Was sonst noch wichtig war

  • Schweiz: Die Finanzmarkt­aufsicht (Finma) verlangt von der Kranken­kasse CSS, dass sie Prämien­gelder im Umfang von 129 Millionen Franken an ihre Kundinnen zurück­bezahlt. Laut Finma hat die CSS Zusatz­versicherten jahrelang überhöhte Kosten verrechnet.

  • Deutschland: Palästinenser­präsident Mahmoud Abbas hat Israel bei einem Staats­besuch in Deutschland vorgeworfen, «Holocausts» an den Palästinensern verübt zu haben.

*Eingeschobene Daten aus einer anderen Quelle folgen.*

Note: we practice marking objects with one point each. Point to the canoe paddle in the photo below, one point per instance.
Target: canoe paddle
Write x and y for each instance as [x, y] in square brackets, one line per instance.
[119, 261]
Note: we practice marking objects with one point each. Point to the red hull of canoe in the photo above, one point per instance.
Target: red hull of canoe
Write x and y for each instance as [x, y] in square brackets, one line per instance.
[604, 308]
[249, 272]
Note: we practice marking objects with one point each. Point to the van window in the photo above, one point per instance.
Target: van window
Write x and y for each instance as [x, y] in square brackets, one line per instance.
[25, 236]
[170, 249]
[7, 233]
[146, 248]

Die Empörung ist gross, auch gegenüber Bundes­kanzler Scholz, der diese Äusserung, die bei einer Medien­konferenz in seiner Anwesenheit fiel, erst im Nach­hinein verurteilte.

  • Saudiarabien: Salma al-Schihab wurde zu 34 Jahren Haft verurteilt. Die Doktorandin und zweifache Mutter hatte auf Twitter unter anderem Aufrufe zur Freilassung von politischen Gefangenen geteilt. Menschen­rechtler sehen das beispiellose Urteil als Droh­botschaft von Kronprinz Muhammad bin Salman.

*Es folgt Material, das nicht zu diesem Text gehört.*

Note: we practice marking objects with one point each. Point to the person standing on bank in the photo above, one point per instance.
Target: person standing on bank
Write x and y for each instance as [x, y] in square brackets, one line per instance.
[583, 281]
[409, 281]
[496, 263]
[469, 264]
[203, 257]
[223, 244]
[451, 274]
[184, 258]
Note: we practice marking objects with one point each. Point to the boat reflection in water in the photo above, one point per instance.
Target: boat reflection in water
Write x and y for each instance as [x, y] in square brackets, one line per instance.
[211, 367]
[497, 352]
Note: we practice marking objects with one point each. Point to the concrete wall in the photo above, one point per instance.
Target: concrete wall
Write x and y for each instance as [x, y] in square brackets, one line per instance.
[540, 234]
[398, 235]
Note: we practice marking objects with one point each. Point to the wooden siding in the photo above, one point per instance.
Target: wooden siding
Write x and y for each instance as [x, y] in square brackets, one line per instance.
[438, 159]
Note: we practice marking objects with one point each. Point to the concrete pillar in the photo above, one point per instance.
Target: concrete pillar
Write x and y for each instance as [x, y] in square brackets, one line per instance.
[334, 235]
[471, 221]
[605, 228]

  • Ecuador: Präsident Guillermo Lasso hat erneut den Ausnahme­zustand ausgerufen. Zuvor waren bei einer Explosion mindestens fünf Menschen ums Leben gekommen. Das Land kämpft seit Monaten gegen eskalierende Bandengewalt.

Die Top-Storys

Was hätten Sie getan? Nach der Invasion wurde dem ukrainischen Präsidenten Selenski vorgeworfen, er habe die Gefahr herunter­gespielt. War er naiv? Nein, sagt Selenski. Hätte er seine Landsleute früher gewarnt, wäre Panik ausgebrochen, «und dann hätten uns die Russen danach in drei Tagen überrannt». Was ging vor dem Krieg in den USA, Russland, den EU-Ländern und vor allem der Ukraine vor? Eine Recherche der «Washington Post» blickt hinter die Mauern der Regierungssitze.

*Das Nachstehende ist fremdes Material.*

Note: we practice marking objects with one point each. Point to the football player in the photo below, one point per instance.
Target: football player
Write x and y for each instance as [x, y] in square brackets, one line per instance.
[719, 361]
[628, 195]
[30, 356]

Kamikazemission gegen Trump Liz Cheney ist Republikanerin, sie vertritt den stock­konservativen Bundes­staat Wyoming im Kongress. Doch damit ist bald Schluss: Diese Woche verlor sie erwartungs­gemäss die partei­internen Vorwahlen gegen eine Trump-treue Partei­kollegin (siehe oben). Cheney ist die bekannteste Republikanerin, die sich öffentlich gegen Ex-Präsident Donald Trump stellt. Ihren Weg von der Politikerin, die Trump bei Abstimmungen einst zu 93 Prozent unterstützte, zeichnet «Liz Cheney’s Kamikaze Campaign» im «New Yorker» nach. (Paywall)

Vamos a la Playa Der Sommer macht gerade Pause, also holen wir uns das Ferien­feeling in die regen­sichere Stube. Eine Arte-Dokumentation blickt zurück auf die Italo-Disco, ein musikalisches Phänomen der 80er-Jahre, das nie ernst genommen wurde, nun aber sehr ernsthaft aufgearbeitet wird. Ein Wiedersehen mit Righeira, Gazebo und Sabrina.